- The new Cove Lane roundabout and I-210 overpass in Lake Charles, Louisiana.
- An aerial photo of the Cove Lane project corridor. The surcharge load can be seen rising above the Cline Canal Bridges in the center of the photo, as well as pile-driving rigs on site.
- Cars drive past the Cline Canal bridge and the surcharge load.
- The Cove Lane interchange below the new I-210 overpass structure.
- GeoEngineers field staff preparing a timber pile for PDA monitoring.
- View along an MSE wall showing five pile-driving rigs to drive the 8,000 piles.
I-210 Cove Lane Interchange Improves Casino Access
A large geotechnical field exploration program for the design of 8,000 driven piles and 6 feet of settlement—on a fast-tracked schedule.
GeoEngineers completed a geotechnical engineering evaluation, design and construction monitoring for the new Interstate 210 (I-210) overpass of Cove Lane in Lake Charles, Louisiana. This fast-paced project required our team to mobilize five different drill rigs for explorations and staff from offices across the country in order to meet the schedule requirements.
The goal was a new interchange to raise I-210 and extend Cove Lane from a new roundabout at W. Prien Lake Road to connect with a new public roadway running below I-210 to the new Golden Nugget Casino. The project was funded by an intergovernmental cooperative agreement between the state Department of Transportation and Development (DOTD), Lake Charles-area governmental agencies, Ameristar Casinos, Inc. and others.
GeoEngineers provided a complete geotechnical investigation, including 128 explorations (43 drilled soil borings and 85 CPTs) to depths of 20 to 120 feet, and associated soil laboratory testing for the I-210 overpass structure with approach embankments and ramps. The proposed embankment overpass structure used a tight urban diamond configuration for the new Cove Lane interchange.
The project was complicated by the historical meandering of the Calcasieu River, which created a widely varying subsurface geology. Our geotechnical engineers carefully analyzed the stability, differential settlement and other factors for geology ranging from over-consolidated Pleistocene clay to soft alluvial deposits.

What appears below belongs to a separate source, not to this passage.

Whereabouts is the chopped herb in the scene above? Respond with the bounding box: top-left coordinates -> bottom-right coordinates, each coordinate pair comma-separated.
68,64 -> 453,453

The close proximity to live traffic throughout the project implementation caused an additional challenge. The team took extra measures to ensure the safety of everyone working on the project and members of the public using the roadways.
The team used Pile Driving Analyzer (PDA) equipment to evaluate and monitor installation of one in every 50 piles placed for acceptance of the over 8,000 driven piles. Careful data collection and record-keeping by GeoEngineers throughout the project proved useful to the DOTD and teaming partners.
Our engineers designed a staged 11-foot surcharge load with 60-foot wick drains over a soft portion of the project site, where I-210 exited to the Cline Canal Bridge, in order to speed up the settlement process and keep the fast-paced project on schedule.
The GeoEngineers’ team completed engineering analyses and provided design and recommendations for numerous portions of this large project, including:
- Concrete and asphalt pavement design sections.
- Driven timber and concrete pile capacities for the overpass structure, Cline Canal bridge and subgrade improvements below the embankments and ramps (in accordance with the American Association of State Highway and Transportation Officials’ Load and Resistance Factor Design specifications for highway bridges).
- Embankment settlement magnitudes and time rates.
- Mechanically stabilized earth (MSE) wall analyses for slope stability, sliding, bearing and overturning.
- Wick drain and surcharge design to reduce post-construction settlement.
- Staged loading of the Cline Canal embankment to reduce potential subgrade instability.